Enabling virtual threads in QueuedThreadPool will default the number of reserved threads to zero, unless the number of reserved threads is explicitly configured to a positive value.

Defaulting the number of reserved threads to zero ensures that the Produce-Execute-Consume mode is always used, which means that virtual threads will always be used for blocking tasks.

Virtual Threads Support with `VirtualThreadPool`

VirtualThreadPool is an alternative to QueuedThreadPool that creates only virtual threads (no platform threads).
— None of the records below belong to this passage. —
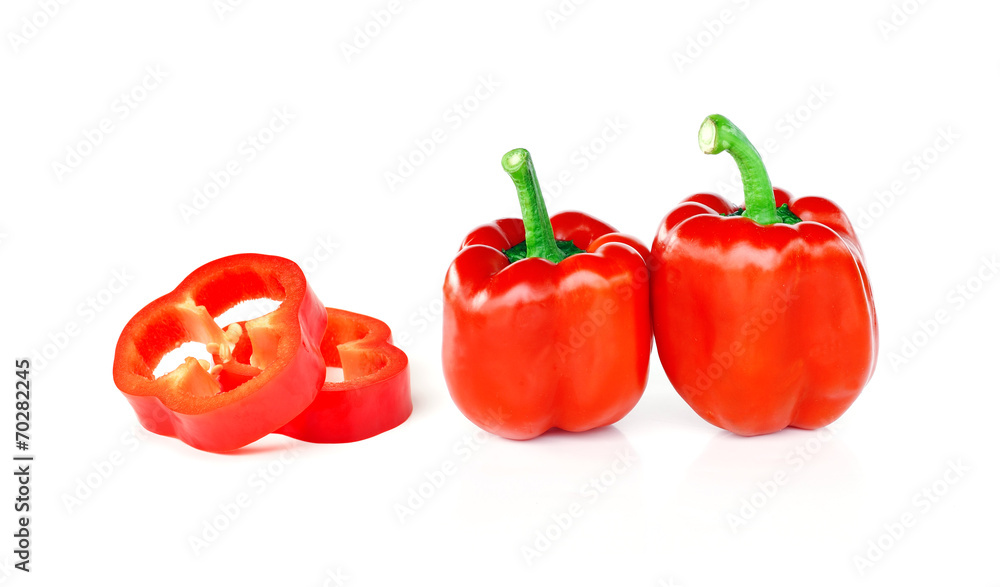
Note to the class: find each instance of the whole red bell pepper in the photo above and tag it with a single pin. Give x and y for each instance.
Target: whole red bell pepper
(229, 405)
(763, 316)
(546, 323)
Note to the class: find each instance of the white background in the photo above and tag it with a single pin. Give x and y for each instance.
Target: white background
(847, 104)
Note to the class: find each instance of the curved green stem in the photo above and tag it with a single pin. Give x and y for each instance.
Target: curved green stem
(718, 134)
(538, 236)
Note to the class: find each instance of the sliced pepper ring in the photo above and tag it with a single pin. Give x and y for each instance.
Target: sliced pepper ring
(375, 394)
(232, 404)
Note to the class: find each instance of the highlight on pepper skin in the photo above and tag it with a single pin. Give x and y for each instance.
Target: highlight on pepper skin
(546, 321)
(763, 314)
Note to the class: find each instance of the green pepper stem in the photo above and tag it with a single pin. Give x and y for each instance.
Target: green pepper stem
(538, 236)
(719, 134)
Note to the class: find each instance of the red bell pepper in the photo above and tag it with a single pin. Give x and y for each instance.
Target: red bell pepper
(232, 404)
(546, 323)
(763, 316)
(375, 393)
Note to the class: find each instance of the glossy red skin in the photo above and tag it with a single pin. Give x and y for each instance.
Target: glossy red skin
(763, 327)
(262, 402)
(375, 394)
(536, 345)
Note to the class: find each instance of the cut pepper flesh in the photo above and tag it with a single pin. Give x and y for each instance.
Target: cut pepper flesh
(254, 388)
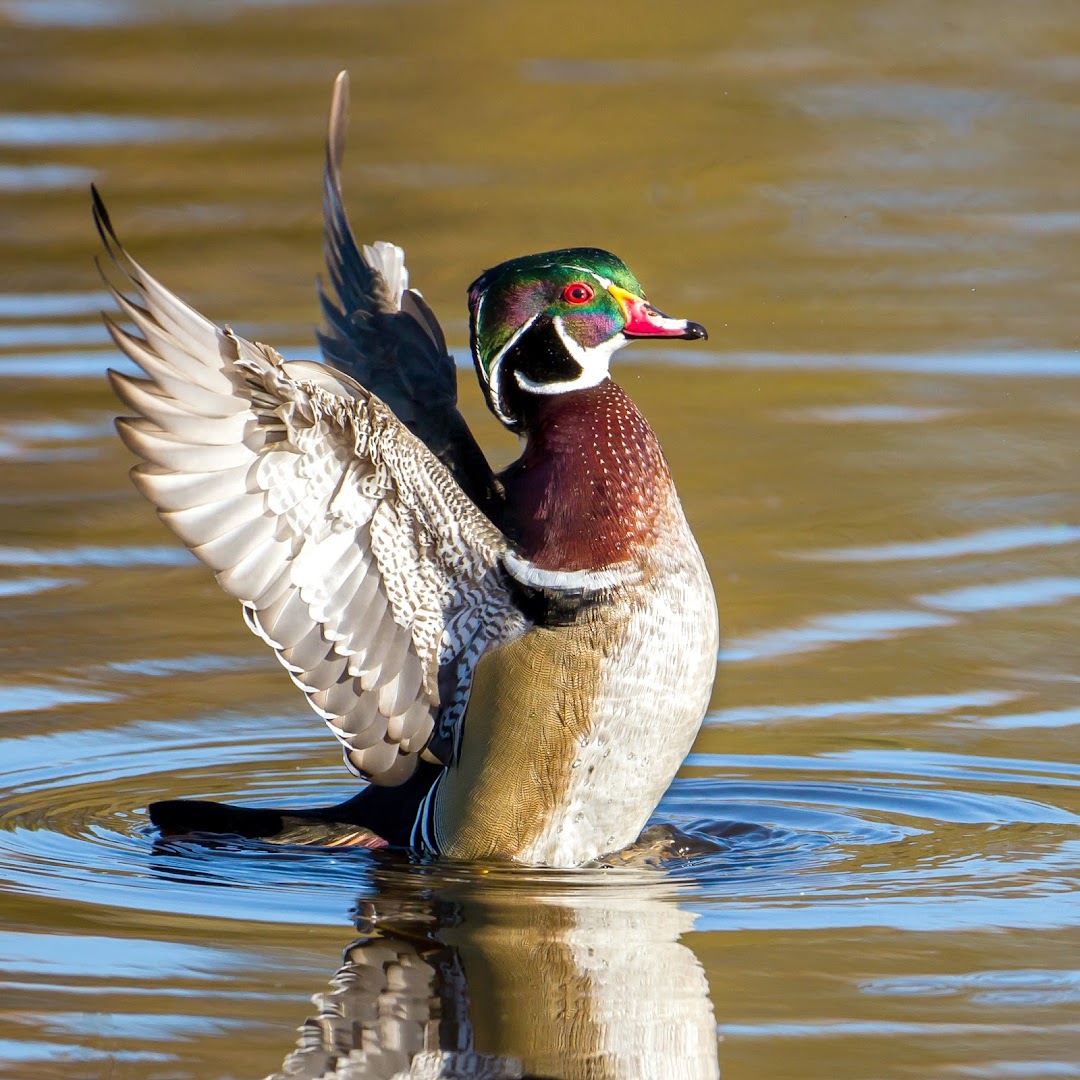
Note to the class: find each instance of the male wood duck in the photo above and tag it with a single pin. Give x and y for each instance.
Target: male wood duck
(517, 663)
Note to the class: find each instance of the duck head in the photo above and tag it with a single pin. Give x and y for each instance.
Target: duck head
(548, 324)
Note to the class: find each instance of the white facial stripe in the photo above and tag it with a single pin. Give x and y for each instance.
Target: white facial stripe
(606, 577)
(605, 282)
(594, 364)
(493, 378)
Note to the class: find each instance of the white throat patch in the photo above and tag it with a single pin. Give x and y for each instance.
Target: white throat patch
(594, 364)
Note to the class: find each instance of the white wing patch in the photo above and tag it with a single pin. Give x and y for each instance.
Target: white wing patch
(356, 556)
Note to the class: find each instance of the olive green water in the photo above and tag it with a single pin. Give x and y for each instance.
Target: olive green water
(875, 208)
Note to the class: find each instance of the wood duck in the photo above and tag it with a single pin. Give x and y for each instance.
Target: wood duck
(517, 663)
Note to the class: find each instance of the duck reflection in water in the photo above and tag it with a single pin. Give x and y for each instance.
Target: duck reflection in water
(464, 972)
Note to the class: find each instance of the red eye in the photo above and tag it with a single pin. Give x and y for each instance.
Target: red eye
(578, 293)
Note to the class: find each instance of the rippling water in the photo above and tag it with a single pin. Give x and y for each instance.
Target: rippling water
(868, 865)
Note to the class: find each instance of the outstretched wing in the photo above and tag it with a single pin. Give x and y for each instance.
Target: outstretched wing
(355, 554)
(383, 334)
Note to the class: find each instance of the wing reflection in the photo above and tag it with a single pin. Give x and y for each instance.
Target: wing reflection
(496, 974)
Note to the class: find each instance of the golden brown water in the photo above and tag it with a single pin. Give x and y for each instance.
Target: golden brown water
(874, 207)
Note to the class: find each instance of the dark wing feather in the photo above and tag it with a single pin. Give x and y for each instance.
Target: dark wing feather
(385, 336)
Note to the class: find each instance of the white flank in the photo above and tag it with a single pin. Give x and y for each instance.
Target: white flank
(607, 577)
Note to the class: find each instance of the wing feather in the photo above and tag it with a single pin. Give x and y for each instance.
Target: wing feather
(350, 544)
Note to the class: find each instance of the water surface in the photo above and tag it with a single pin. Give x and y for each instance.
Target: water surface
(873, 207)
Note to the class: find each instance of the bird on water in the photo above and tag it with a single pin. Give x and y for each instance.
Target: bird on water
(516, 663)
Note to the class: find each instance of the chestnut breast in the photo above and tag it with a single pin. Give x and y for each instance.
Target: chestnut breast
(592, 483)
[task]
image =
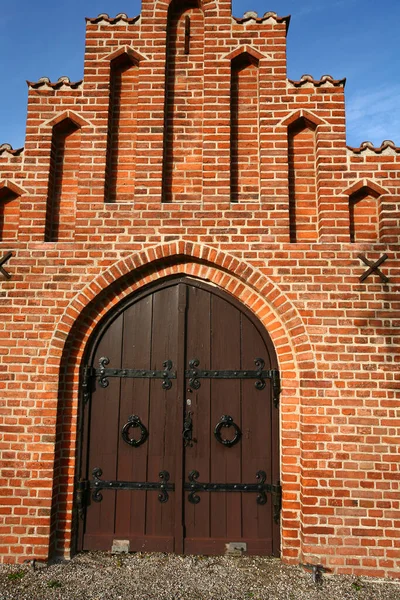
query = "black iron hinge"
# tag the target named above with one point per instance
(82, 489)
(88, 373)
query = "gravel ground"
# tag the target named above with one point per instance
(99, 576)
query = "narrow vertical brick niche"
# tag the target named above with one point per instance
(9, 214)
(303, 204)
(245, 153)
(183, 143)
(363, 209)
(63, 181)
(122, 130)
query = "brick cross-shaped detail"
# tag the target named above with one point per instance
(373, 268)
(3, 260)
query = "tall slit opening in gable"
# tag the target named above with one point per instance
(245, 149)
(122, 130)
(363, 214)
(184, 92)
(63, 181)
(303, 202)
(9, 214)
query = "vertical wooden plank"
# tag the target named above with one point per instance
(256, 447)
(104, 434)
(132, 461)
(225, 400)
(197, 457)
(179, 416)
(165, 431)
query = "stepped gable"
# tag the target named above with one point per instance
(325, 79)
(386, 145)
(56, 85)
(251, 15)
(8, 148)
(113, 20)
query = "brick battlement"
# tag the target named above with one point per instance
(185, 150)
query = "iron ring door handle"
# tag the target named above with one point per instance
(227, 421)
(134, 422)
(188, 430)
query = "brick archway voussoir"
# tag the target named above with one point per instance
(236, 276)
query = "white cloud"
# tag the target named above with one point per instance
(374, 116)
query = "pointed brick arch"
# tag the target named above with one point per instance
(364, 210)
(273, 309)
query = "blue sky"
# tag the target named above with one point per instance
(356, 39)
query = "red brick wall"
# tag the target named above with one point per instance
(168, 209)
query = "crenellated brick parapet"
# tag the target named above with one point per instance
(186, 151)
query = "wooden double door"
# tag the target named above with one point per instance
(180, 443)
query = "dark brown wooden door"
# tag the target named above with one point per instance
(181, 321)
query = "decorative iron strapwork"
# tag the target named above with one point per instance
(97, 485)
(260, 375)
(194, 374)
(261, 488)
(103, 374)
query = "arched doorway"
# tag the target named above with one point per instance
(180, 449)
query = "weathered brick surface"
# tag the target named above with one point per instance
(118, 229)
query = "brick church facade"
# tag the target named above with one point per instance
(186, 157)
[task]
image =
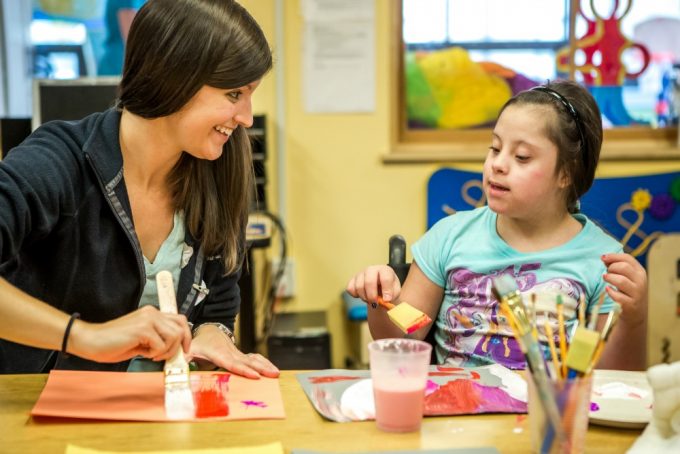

VirtualThreadPool threadPool = new VirtualThreadPool();
// Limit the max number of current virtual threads.
threadPool.setMaxThreads(200);
// Track, with details, virtual threads usage.
threadPool.setTracking(true);
threadPool.setDetailedDump(true);

// For server-side usage.
Server server = new Server(threadPool);

// Simple client-side usage.
HttpClient client = new HttpClient();
client.setExecutor(threadPool);

// Client-side usage with explicit HttpClientTransport.
ClientConnector clientConnector = new ClientConnector();
clientConnector.setExecutor(threadPool);
HttpClient httpClient = new HttpClient(new HttpClientTransportOverHTTP(clientConnector));

Despite the name, VirtualThreadPool does not pool virtual threads, but allows you to impose a limit on the maximum number of current virtual threads, using a Semaphore.

Limiting the number of current virtual threads helps to limit resource usage in applications, especially in case of load spikes. When an unlimited number of virtual threads is allowed, the server might be brought down due to resource (typically memory) exhaustion.

Furthermore, you can configure it to track virtual threads so that a Jetty component dump will show all virtual threads currently in use, including those that are unmounted.

Virtual Threads Pinning

Even when using virtual threads, Jetty uses non-blocking I/O, and dedicates a thread to each java.nio.channels.Selector to perform the Selector.select() operation.

Up to Java 23, calling Selector.select() from a virtual thread pins the carrier thread.

Since Java 24, calling Selector.select() from a virtual thread does not pin the carrier thread.

Virtual Threads Pinning with Java 19 to 23

If you configure a server-side Connector, or Jetty’s HttpClient with N selectors, then N carrier threads will be pinned by the virtual threads calling Selector.select().

If you have less than N CPU cores in your system, then by default all carriers will be pinned in the Selector.select() call, leaving no carrier to execute virtual threads, and therefore completely locking up your system, which will become completely unresponsive.

If you have more than N CPU cores in your system, then by default your system may be less efficient, since the carrier threads may be pinned in the Selector.select() call, and therefore not available to run virtual threads.

The number of CPU cores of your system determines, by default, the number of carrier threads. The number of carrier threads may be explicitly configured by setting the system property -Djdk.virtualThreadScheduler.parallelism=N, where N is your desired number of carrier threads.

Selector threads used by Jetty pin carrier threads.

Choose the number of selectors wisely when using virtual threads: the number of selectors must always be less than the number of carrier threads, to leave some of the carrier threads free to run virtual threads.

As an extreme example, if your system only has 1 CPU core, then 1 selector is enough to pin the only carrier thread, and your system will eventually lock up. In this case, you must explicitly configure the number of carrier threads by setting the system property -Djdk.virtualThreadScheduler.parallelism=2 (or to a larger value).